México busca reducir dependencia en fármacos y carne en revisión del T-MEC: Marcelo Ebrard
La revisión del acuerdo comercial abre espacio para impulsar la autosuficiencia y el desarrollo industrial en sectores estratégicos.

El gobierno federal colocó como eje estratégico la reducción de la dependencia externa en sectores como el farmacéutico y el cárnico, en el contexto de la próxima revisión del Tratado entre México, Estados Unidos y Canadá (T-MEC), prevista para julio de 2026.

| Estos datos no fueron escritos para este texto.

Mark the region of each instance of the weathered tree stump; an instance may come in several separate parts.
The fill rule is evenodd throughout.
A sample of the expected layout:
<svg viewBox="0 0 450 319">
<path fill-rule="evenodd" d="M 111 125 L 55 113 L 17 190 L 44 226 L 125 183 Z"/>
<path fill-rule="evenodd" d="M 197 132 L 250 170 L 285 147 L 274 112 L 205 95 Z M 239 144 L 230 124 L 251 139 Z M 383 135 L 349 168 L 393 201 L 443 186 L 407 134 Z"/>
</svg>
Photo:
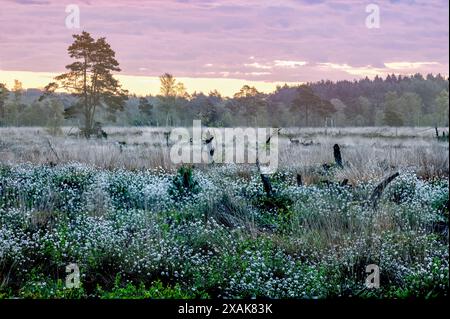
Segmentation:
<svg viewBox="0 0 450 319">
<path fill-rule="evenodd" d="M 342 168 L 342 155 L 341 155 L 341 148 L 338 144 L 334 144 L 333 146 L 333 155 L 334 155 L 334 162 L 337 166 Z"/>
<path fill-rule="evenodd" d="M 386 178 L 384 181 L 382 181 L 380 184 L 375 187 L 372 194 L 369 198 L 369 204 L 372 206 L 372 208 L 376 208 L 378 205 L 378 201 L 381 198 L 381 195 L 383 195 L 384 189 L 389 185 L 390 182 L 392 182 L 395 178 L 397 178 L 400 174 L 398 172 L 392 174 L 388 178 Z"/>
<path fill-rule="evenodd" d="M 302 179 L 302 175 L 297 174 L 297 186 L 303 186 L 303 179 Z"/>
<path fill-rule="evenodd" d="M 166 138 L 166 146 L 169 147 L 169 136 L 170 132 L 164 132 L 164 137 Z"/>
</svg>

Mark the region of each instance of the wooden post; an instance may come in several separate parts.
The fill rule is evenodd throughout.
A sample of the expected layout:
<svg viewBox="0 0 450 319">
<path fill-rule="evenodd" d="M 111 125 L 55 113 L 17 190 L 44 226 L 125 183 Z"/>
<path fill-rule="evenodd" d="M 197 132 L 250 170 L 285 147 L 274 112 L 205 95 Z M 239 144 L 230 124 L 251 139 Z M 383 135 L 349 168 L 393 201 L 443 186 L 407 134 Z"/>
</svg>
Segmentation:
<svg viewBox="0 0 450 319">
<path fill-rule="evenodd" d="M 256 167 L 258 167 L 259 175 L 261 176 L 261 181 L 263 183 L 263 187 L 264 187 L 264 191 L 266 192 L 266 195 L 272 196 L 272 194 L 273 194 L 272 183 L 270 182 L 269 177 L 261 172 L 261 167 L 259 166 L 258 159 L 256 159 Z"/>
<path fill-rule="evenodd" d="M 297 186 L 303 186 L 303 179 L 302 179 L 302 175 L 297 174 Z"/>
<path fill-rule="evenodd" d="M 338 144 L 334 144 L 333 146 L 333 155 L 334 155 L 334 162 L 337 166 L 342 168 L 342 155 L 341 155 L 341 148 Z"/>
<path fill-rule="evenodd" d="M 164 136 L 166 138 L 166 146 L 169 147 L 169 136 L 170 136 L 170 132 L 164 132 Z"/>
</svg>

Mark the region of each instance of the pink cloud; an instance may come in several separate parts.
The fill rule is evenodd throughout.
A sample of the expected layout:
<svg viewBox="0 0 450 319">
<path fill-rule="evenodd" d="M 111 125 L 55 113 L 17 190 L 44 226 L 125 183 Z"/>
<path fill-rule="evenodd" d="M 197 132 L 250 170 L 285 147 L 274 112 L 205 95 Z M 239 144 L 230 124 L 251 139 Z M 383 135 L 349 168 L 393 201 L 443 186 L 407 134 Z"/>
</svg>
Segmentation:
<svg viewBox="0 0 450 319">
<path fill-rule="evenodd" d="M 81 31 L 65 27 L 67 4 L 79 4 L 82 29 L 106 36 L 128 75 L 313 81 L 365 69 L 448 72 L 448 2 L 440 0 L 380 3 L 380 29 L 365 27 L 365 1 L 6 1 L 0 70 L 63 71 Z M 425 63 L 391 70 L 392 62 Z"/>
</svg>

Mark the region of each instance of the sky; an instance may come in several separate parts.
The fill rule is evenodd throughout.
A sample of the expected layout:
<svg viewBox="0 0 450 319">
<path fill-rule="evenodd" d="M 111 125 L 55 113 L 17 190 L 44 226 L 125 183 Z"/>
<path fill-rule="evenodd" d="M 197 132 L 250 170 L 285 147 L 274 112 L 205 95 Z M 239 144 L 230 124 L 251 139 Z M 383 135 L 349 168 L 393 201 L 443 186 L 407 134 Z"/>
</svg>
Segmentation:
<svg viewBox="0 0 450 319">
<path fill-rule="evenodd" d="M 377 27 L 367 25 L 370 4 Z M 80 28 L 67 27 L 68 5 L 78 6 Z M 44 87 L 65 71 L 72 34 L 83 30 L 106 37 L 119 80 L 139 95 L 157 94 L 165 72 L 190 93 L 225 96 L 244 84 L 270 92 L 322 79 L 448 76 L 448 17 L 447 0 L 0 0 L 0 82 Z"/>
</svg>

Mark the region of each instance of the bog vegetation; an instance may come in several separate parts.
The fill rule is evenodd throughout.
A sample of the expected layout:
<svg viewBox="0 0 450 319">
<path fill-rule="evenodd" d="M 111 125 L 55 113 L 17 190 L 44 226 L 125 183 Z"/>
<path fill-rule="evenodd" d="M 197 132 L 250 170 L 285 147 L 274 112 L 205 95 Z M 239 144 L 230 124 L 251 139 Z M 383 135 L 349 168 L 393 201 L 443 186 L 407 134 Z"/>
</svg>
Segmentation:
<svg viewBox="0 0 450 319">
<path fill-rule="evenodd" d="M 159 96 L 136 97 L 105 39 L 74 36 L 69 54 L 44 91 L 0 84 L 0 298 L 447 295 L 447 79 L 224 98 L 164 74 Z M 193 119 L 285 127 L 279 170 L 174 166 L 170 126 Z"/>
</svg>

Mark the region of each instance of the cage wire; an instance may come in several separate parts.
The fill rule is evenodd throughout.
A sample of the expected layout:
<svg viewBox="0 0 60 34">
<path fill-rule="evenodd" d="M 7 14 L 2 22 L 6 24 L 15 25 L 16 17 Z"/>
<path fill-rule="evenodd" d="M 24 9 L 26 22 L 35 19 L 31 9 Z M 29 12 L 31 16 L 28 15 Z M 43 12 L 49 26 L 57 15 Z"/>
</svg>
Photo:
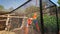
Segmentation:
<svg viewBox="0 0 60 34">
<path fill-rule="evenodd" d="M 56 7 L 49 0 L 42 0 L 43 8 L 43 20 L 44 20 L 44 33 L 56 34 L 57 22 L 56 22 Z"/>
</svg>

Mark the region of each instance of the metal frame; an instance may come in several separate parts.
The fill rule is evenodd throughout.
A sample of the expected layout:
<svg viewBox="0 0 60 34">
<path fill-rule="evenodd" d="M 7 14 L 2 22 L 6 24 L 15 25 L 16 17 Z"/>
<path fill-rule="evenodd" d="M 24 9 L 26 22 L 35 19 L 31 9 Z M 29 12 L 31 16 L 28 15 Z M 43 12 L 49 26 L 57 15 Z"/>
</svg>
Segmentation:
<svg viewBox="0 0 60 34">
<path fill-rule="evenodd" d="M 15 12 L 15 10 L 21 8 L 22 6 L 26 5 L 27 3 L 29 3 L 31 0 L 28 0 L 27 2 L 23 3 L 22 5 L 20 5 L 19 7 L 17 7 L 16 9 L 12 10 L 11 12 L 7 12 L 7 13 L 4 13 L 4 14 L 10 14 L 10 13 L 13 13 Z M 1 14 L 1 15 L 4 15 L 4 14 Z"/>
</svg>

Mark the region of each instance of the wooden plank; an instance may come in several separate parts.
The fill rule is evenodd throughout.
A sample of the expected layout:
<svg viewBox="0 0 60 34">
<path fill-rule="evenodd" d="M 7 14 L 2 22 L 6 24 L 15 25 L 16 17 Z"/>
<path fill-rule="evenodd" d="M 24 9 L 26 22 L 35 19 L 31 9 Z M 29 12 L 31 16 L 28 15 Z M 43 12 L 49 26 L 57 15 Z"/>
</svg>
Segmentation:
<svg viewBox="0 0 60 34">
<path fill-rule="evenodd" d="M 8 16 L 0 16 L 0 17 L 8 17 Z M 28 18 L 28 17 L 24 17 L 24 16 L 9 16 L 8 18 Z"/>
</svg>

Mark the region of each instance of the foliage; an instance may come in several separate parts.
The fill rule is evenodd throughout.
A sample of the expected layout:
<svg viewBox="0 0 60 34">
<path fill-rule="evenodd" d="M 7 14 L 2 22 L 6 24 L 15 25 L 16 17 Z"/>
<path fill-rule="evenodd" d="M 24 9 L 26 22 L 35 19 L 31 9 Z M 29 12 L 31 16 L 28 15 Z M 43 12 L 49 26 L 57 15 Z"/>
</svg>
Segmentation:
<svg viewBox="0 0 60 34">
<path fill-rule="evenodd" d="M 0 5 L 0 10 L 4 9 L 4 6 Z"/>
<path fill-rule="evenodd" d="M 60 0 L 58 0 L 58 4 L 60 5 Z"/>
</svg>

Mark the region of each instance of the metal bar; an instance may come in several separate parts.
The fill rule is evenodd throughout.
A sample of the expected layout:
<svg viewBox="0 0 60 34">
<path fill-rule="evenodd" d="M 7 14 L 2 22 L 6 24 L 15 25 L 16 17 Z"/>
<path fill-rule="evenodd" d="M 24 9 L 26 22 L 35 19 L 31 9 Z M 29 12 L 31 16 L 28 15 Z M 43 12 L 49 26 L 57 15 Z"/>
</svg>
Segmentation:
<svg viewBox="0 0 60 34">
<path fill-rule="evenodd" d="M 40 0 L 40 20 L 41 20 L 41 33 L 44 34 L 43 12 L 42 12 L 42 0 Z"/>
</svg>

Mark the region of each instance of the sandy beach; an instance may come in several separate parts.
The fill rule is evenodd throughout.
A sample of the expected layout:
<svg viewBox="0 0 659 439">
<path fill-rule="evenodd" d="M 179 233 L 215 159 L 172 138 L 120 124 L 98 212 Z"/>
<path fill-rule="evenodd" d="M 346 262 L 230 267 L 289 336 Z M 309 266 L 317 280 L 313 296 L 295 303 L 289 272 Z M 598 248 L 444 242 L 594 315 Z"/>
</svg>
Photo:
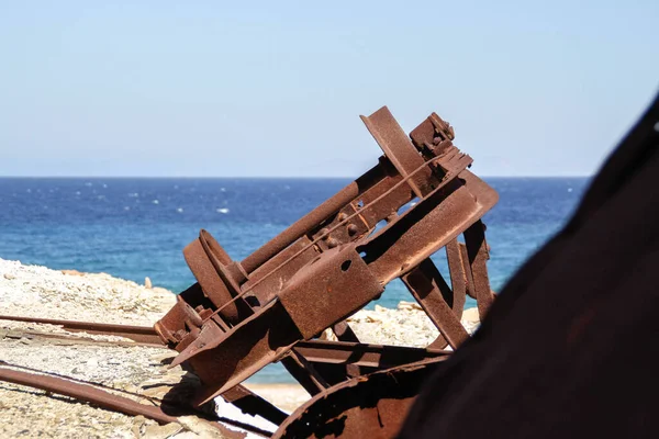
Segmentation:
<svg viewBox="0 0 659 439">
<path fill-rule="evenodd" d="M 153 325 L 175 303 L 175 295 L 165 289 L 148 286 L 104 273 L 58 271 L 0 259 L 0 314 L 4 315 Z M 348 322 L 365 342 L 427 346 L 437 336 L 429 319 L 411 303 L 401 303 L 398 309 L 376 306 L 373 311 L 360 311 Z M 477 313 L 468 309 L 463 325 L 472 331 L 478 325 Z M 131 340 L 121 337 L 90 335 L 87 336 L 97 340 L 123 340 L 125 345 L 79 346 L 40 337 L 38 333 L 67 334 L 52 325 L 0 322 L 0 360 L 100 383 L 130 392 L 137 401 L 163 397 L 179 383 L 189 389 L 189 396 L 200 385 L 193 374 L 178 367 L 167 367 L 176 353 L 167 349 L 131 347 Z M 76 336 L 81 334 L 76 333 Z M 289 413 L 309 398 L 297 384 L 247 383 L 247 387 Z M 185 392 L 181 397 L 186 397 Z M 265 419 L 244 415 L 221 399 L 204 408 L 248 420 L 264 429 L 275 429 Z M 211 432 L 204 427 L 191 418 L 182 424 L 158 426 L 142 417 L 0 383 L 1 437 L 208 437 Z"/>
</svg>

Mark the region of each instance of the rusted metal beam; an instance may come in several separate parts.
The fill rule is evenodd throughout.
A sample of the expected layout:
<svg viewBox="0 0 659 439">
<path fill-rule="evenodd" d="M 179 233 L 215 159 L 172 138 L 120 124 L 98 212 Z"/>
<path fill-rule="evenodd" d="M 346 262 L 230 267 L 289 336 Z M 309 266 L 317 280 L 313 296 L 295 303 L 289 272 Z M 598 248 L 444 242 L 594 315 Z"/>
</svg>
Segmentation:
<svg viewBox="0 0 659 439">
<path fill-rule="evenodd" d="M 139 404 L 127 397 L 114 395 L 91 385 L 71 382 L 62 378 L 27 373 L 0 365 L 0 381 L 70 396 L 78 401 L 96 404 L 99 407 L 130 416 L 142 415 L 159 424 L 178 423 L 178 419 L 175 416 L 166 414 L 161 407 Z M 217 423 L 208 424 L 220 430 L 226 438 L 238 439 L 245 438 L 246 436 L 245 434 L 231 430 Z"/>
<path fill-rule="evenodd" d="M 112 336 L 124 337 L 124 338 L 129 338 L 131 340 L 145 342 L 145 344 L 163 345 L 160 337 L 158 337 L 157 333 L 150 326 L 113 325 L 113 324 L 105 324 L 105 323 L 78 322 L 78 320 L 24 317 L 24 316 L 9 316 L 9 315 L 0 315 L 0 320 L 36 323 L 36 324 L 42 324 L 42 325 L 56 325 L 56 326 L 62 326 L 64 329 L 71 331 L 71 333 L 83 331 L 87 334 L 112 335 Z"/>
</svg>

El secretario de Economía, Marcelo Ebrard, señaló que este enfoque ya forma parte de las primeras conversaciones entre los países integrantes del acuerdo, donde se han comenzado a definir mesas de trabajo y una ruta de negociación para ordenar los temas prioritarios.
Entre los puntos centrales destaca la necesidad de fortalecer la producción nacional en insumos clave, particularmente en el sector farmacéutico, donde México mantiene una alta dependencia de importaciones. La revisión del T-MEC abre la posibilidad de replantear estas condiciones y avanzar hacia una mayor autosuficiencia en áreas consideradas estratégicas para el desarrollo económico y la soberanía sanitaria.
Como parte de esta agenda, el funcionario también presentó un sistema digital que conecta al Instituto Mexicano de la Propiedad Industrial con la Comisión Federal para la Protección contra Riesgos Sanitarios, con el objetivo de agilizar trámites, mejorar la transparencia y facilitar el acceso a información para empresas y ciudadanía.
La estrategia, explicó, no responde únicamente a coyunturas inmediatas, sino a una visión de mediano plazo orientada a elevar la capacidad productiva, impulsar el desarrollo tecnológico y fortalecer la presencia de México en mercados internacionales.
En este contexto, el sector farmacéutico cobra especial relevancia, al representar entre 10 y 14 por ciento del Producto Interno Bruto, lo que lo posiciona como una de las industrias con mayor potencial de crecimiento.
Con estos planteamientos, el gobierno busca aprovechar la revisión del T-MEC como una oportunidad para redefinir su política industrial y avanzar hacia una mayor independencia económica en sectores clave.